Le groupe d'Ambérieux d'Azergues (Rhône) a aussi été retenu par McDonald's France pour rénover 500 de ses magasins et les doter d'équipements d'éclairages autonomes reliés à de mini-éoliennes et à de petits capteurs solaires. Diffuselec construit une nouvelle usine, à Chaneins (Ain), qui emploiera une quarantaine de personnes et abritera un centre de formation aux métiers des énergies renouvelables.
L'entreprise dirigée par Serge Miltcheff travaille avec l'antenne grenobloise du Centre scientifique et technique du bâtiment (CSTB). Elle a investi 1,8 million d'euros dans la création d'un centre de recherche sur les équipements à LED. Diffuselec n'est pas la seule à bénéficier de la proximité de laboratoires de recherche et de centres techniques comme le CSTB, le CEA Leti ou le pôle optique Rhône-Alpes à Saint-Étienne (Loire).

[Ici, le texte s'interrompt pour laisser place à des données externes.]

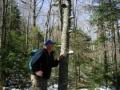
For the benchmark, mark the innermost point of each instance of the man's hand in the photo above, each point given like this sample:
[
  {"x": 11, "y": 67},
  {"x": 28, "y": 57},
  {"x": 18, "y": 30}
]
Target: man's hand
[
  {"x": 39, "y": 73},
  {"x": 61, "y": 57}
]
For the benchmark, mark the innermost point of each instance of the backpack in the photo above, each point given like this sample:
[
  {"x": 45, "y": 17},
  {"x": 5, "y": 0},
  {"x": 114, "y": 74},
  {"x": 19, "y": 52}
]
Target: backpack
[{"x": 35, "y": 55}]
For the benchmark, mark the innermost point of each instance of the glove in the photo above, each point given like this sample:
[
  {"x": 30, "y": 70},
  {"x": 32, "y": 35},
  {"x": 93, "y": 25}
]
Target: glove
[{"x": 39, "y": 73}]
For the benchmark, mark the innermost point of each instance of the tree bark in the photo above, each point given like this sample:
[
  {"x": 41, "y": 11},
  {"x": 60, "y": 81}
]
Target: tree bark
[{"x": 63, "y": 68}]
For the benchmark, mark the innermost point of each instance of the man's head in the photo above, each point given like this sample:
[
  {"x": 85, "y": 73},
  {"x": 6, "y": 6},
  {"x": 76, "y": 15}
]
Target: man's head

Pour pousser cet avantage, le cluster Lumière a piloté le projet de plate-forme d'innovation au service de l'éclairage (Pise). Lancée début décembre, cette société au capital de 700 000 euros est portée par 25 PME (lire ci-dessus). Elle disposera d'équipements de pointe, d'outils de simulation numérique pour effectuer des mesures et des essais nécessaires au développement et à la qualification de nouveaux produits, en partenariat avec les labos publics. Axée sur les sources de lumière, les luminaires et les systèmes d'éclairage, Pise devrait permettre aux entreprises françaises de se différencier face à celles qui utilisent ou importent des produits de piètre qualité.

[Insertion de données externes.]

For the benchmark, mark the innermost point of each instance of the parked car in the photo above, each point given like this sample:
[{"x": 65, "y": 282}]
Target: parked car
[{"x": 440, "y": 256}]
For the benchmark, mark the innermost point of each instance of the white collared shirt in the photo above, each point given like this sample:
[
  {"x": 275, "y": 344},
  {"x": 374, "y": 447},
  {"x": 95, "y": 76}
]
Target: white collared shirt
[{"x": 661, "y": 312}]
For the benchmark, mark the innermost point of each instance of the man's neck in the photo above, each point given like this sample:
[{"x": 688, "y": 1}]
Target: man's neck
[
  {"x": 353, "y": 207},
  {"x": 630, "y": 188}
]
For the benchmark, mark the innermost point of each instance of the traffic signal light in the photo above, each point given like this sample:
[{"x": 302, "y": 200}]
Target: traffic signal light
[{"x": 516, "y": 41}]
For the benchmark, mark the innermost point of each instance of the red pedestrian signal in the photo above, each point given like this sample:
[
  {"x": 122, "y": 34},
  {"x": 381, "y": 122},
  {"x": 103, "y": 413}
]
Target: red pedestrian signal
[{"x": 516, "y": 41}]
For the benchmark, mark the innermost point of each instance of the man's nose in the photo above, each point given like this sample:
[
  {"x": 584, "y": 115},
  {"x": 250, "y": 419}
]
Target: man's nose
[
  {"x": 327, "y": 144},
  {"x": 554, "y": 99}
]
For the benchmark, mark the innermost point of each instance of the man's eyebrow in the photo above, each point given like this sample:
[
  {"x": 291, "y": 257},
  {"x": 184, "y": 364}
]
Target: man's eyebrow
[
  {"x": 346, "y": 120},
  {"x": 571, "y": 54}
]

Ce projet s'inscrit plus globalement dans celui de la future Cité de la lumière, un centre d'innovation scientifique et technique collaboratif, qui regroupera sur un site à Lyon des bureaux d'études et des laboratoires, des plates-formes de démonstration et d'expérimentation susceptibles de capter dans son faisceau de nouvelles entreprises.
Jean-Claude GAS président de SGAME, à Chaponost (23 salariés).

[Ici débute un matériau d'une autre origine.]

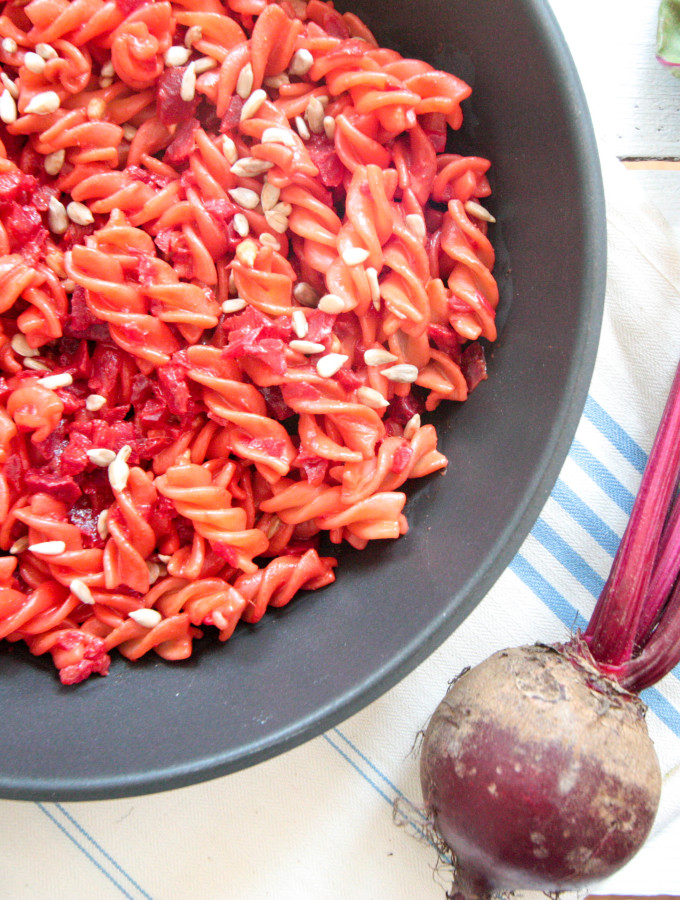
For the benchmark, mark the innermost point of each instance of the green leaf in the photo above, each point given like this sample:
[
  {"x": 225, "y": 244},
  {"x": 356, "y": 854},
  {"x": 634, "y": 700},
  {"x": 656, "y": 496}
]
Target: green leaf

"SGAME est sous-traitante de niveau 2 de cartes électroniques. 55 % de nos produits sont à base de led. Nous concevons par exemple des cartes pour des lampadaires, pour des rampes de balisage ou pour l'éclairage de tramway en partenariat avec Sesaly. Membre du cluster Lumière, j'ai souhaité devenir actionnaire de la société qui gérera la plate-forme Pise. Nous sommes intéressés par ses moyens de mesure mutualisés et le travail collaboratif qu'elle va susciter. Ce sera un appui technologique supplémentaire pour notre entreprise dont le chiffre d'affaires a progressé de 20 % en 2011 à 3,25 millions d'euros."